Suicide Prevention

Causes: There is no single cause of suicide. In most cases suicide is the result of a combination of different risk factors (e.g., mental illness, substance abuse, painful losses, family stressors, access to means of self-harm) in conjunction with one or more precipitating life events. These “triggers,” such as a break-up or being bullied are rarely the only “cause” of suicide, but rather the “last straw” that pushes an already at-risk individual over the edge. An important statistic shows that 90% of people across all ages who die by suicide have a diagnosable mental disorder at the time of their death. This is why identifying and treating mental illnesses is crucial in working to prevent suicide.

Risk Factors: Suicide is a complex behavior that is usually caused by a combination of risk factors in the presence of negative life events. The first step in preventing suicide is to identify and understand the risk factors. A risk factor is anything that increases the likelihood that a person will harm himself or herself.
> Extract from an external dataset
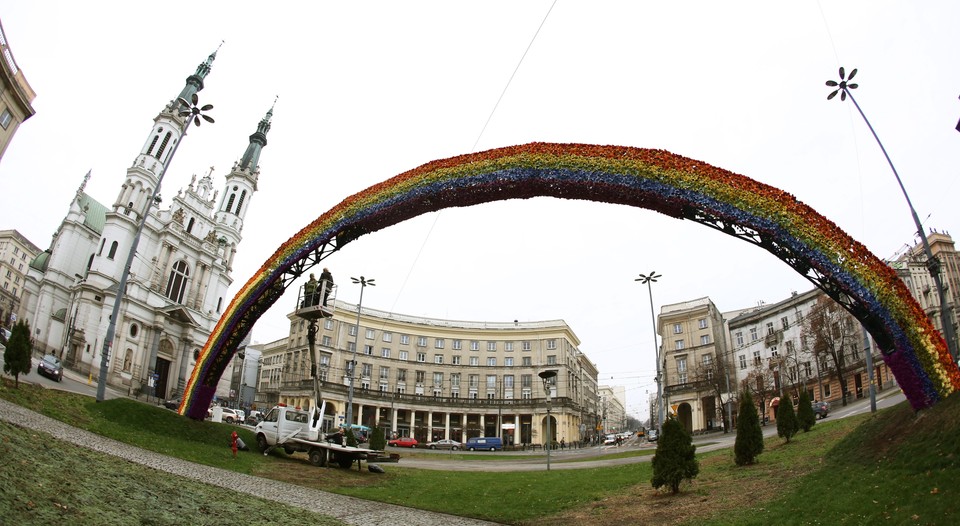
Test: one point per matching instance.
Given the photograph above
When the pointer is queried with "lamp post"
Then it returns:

However, having these risk factors does not always mean that suicide will occur.   –Adapted from the National Youth Violence Prevention Resource Center

Most Significant Risk Factors: Depression, Substance Abuse, Previous Suicide Attempt

Other Important Risk Factors: History of mental disorders (Post Traumatic Stress Disorder, Anxiety, Depression)

  • Self-injury
  • History of alcohol and substance abuse
  • Family history of suicide and/or child abuse
  • Loss (death of a loved one, divorce, etc.)
  • Physical illness
  • Easy access to firearms
  • Being Lesbian, Gay, Bisexual, Transgendered or Questioning
  • Bullying/isolation

Myths and Facts About Depression and Suicide

MYTH: It’s normal for teenagers to be moody; teens don’t suffer from “real” depression.
FACT: Depression can affect people at any age or of any race, ethnicity, or economic group.
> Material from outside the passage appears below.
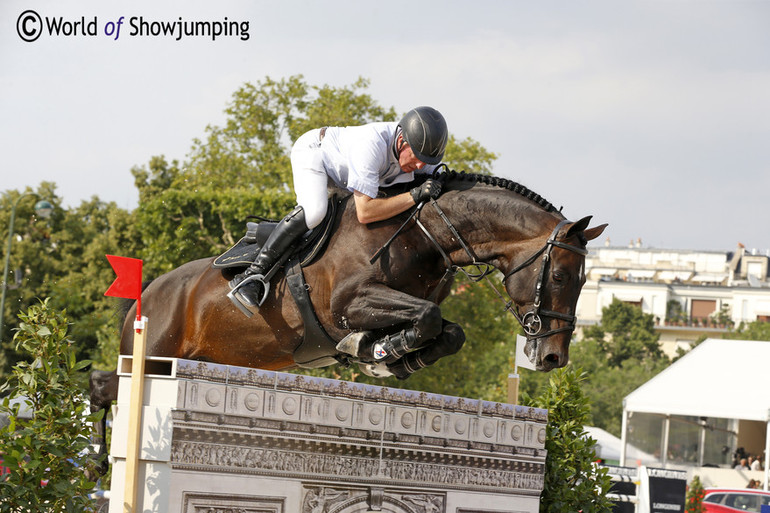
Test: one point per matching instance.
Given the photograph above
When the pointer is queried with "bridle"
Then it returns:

MYTH: Teens who claim to be depressed are weak and just need to pull themselves together. There’s nothing anyone else can do to help.
FACT: Depression is not a weakness, it is a serious health disorder. Both young people and adults who are depressed need professional treatment. For many people, a combination of psychotherapy and medication is beneficial.

MYTH: People who talk about suicide won’t really do it.
FACT: Almost everyone who dies by suicide has given some clue or warning. Do not ignore suicide threats. Statements like “You’ll be sorry when I’m dead,” or “I can’t see any way out”-no matter how casually or jokingly said may indicate serious suicidal feelings.

MYTH: If a person is determined to kill themselves, nothing is going to stop them.
FACT: Even the most severely depressed person has mixed feelings about death, wavering until the very last moment between wanting to live and wanting to die. Most suicidal people do not want death; they want the pain to stop.

MYTH: People who complete suicide are people who were unwilling to seek help.
FACT: Studies of completed suicides have shown that more than half had sought medical help within six months before their deaths.

MYTH: Talking about suicide may give someone the idea.
FACT: You don’t give a suicidal person morbid ideas by talking about suicide. The opposite is true. Bringing up the subject of suicide and discussing it openly is one of the most helpful things you can do.